The impact of the industrial Revolution and the second plague pandemics on modern human health

(c) I. Columbina, ad vivum delineavit. Paulus Fürst Excud

In the last decade, next-generation DNA sequencing (NGS) has truly revolutionized biological and medical sciences. It has opened access to the characterization of the genome variation amongst all living organisms, which revealed, for the first time, an extraordinary rich microbial life, and paved the way to medical treatments adapted to the genes we carry. At the same time, NGS also turned time travel, one of the oldest dreams of science fiction, into reality. By retrieving ancient DNA molecules preserved as traces within archaeological remains, it is indeed now possible to directly travel into the past and sequence the entire genome of past individuals, and even our closest extinct relatives. This opens a direct window into past environments and societies as they were changing. This approach has a far-reaching impact on evolutionary biology and history but also on medicine as not only the hosts’ DNA, but also their epigenetic modifications, their pathogens and microbial selves can now be entirely sequenced. Armed with ancient DNA, NGS, and past genomes, epigenomes and microbiomes, we can thus better characterize the health status of past human groups at key turning points in our history.

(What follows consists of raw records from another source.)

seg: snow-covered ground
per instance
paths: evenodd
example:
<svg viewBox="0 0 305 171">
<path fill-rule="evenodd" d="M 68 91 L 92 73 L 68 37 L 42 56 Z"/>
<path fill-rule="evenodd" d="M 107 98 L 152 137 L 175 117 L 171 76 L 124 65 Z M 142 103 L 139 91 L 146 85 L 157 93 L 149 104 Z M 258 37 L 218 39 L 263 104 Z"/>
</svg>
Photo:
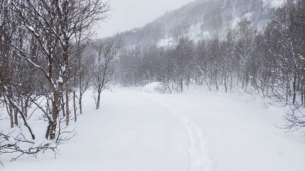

HealthTimeTravel proposes to travel back to the 17th and 18th centuries, right at the end of the second plague pandemics. By sequencing ancient genomes, epigenomes and oral microbiomes, we will characterize the health status of three French human groups that lived in villages, small and large cities just prior to the latest major revolution in our recent history: the Industrial Revolution. This will provide new insights into the health consequences of a time period in which the diet, lifestyle, environment and economies of western countries were dramatically transformed, but also into the factors that contributed to shape health in modern societies. HealthTimeTravel will also reveal whether or not our genomes, epigenomes and oral microbiomes, which served our hunter-gatherers’ ancestors for over 95% of our history, are maladapted to the modern, westernized lifestyle. Finally, HealthTimeTravel may also uncover the genetic basis for the strong virulence of historical plague strains, such as those that decimated half of the population of Marseille in 1720. This may prove useful at a time when this disease re-emerges in some of the least-developed countries.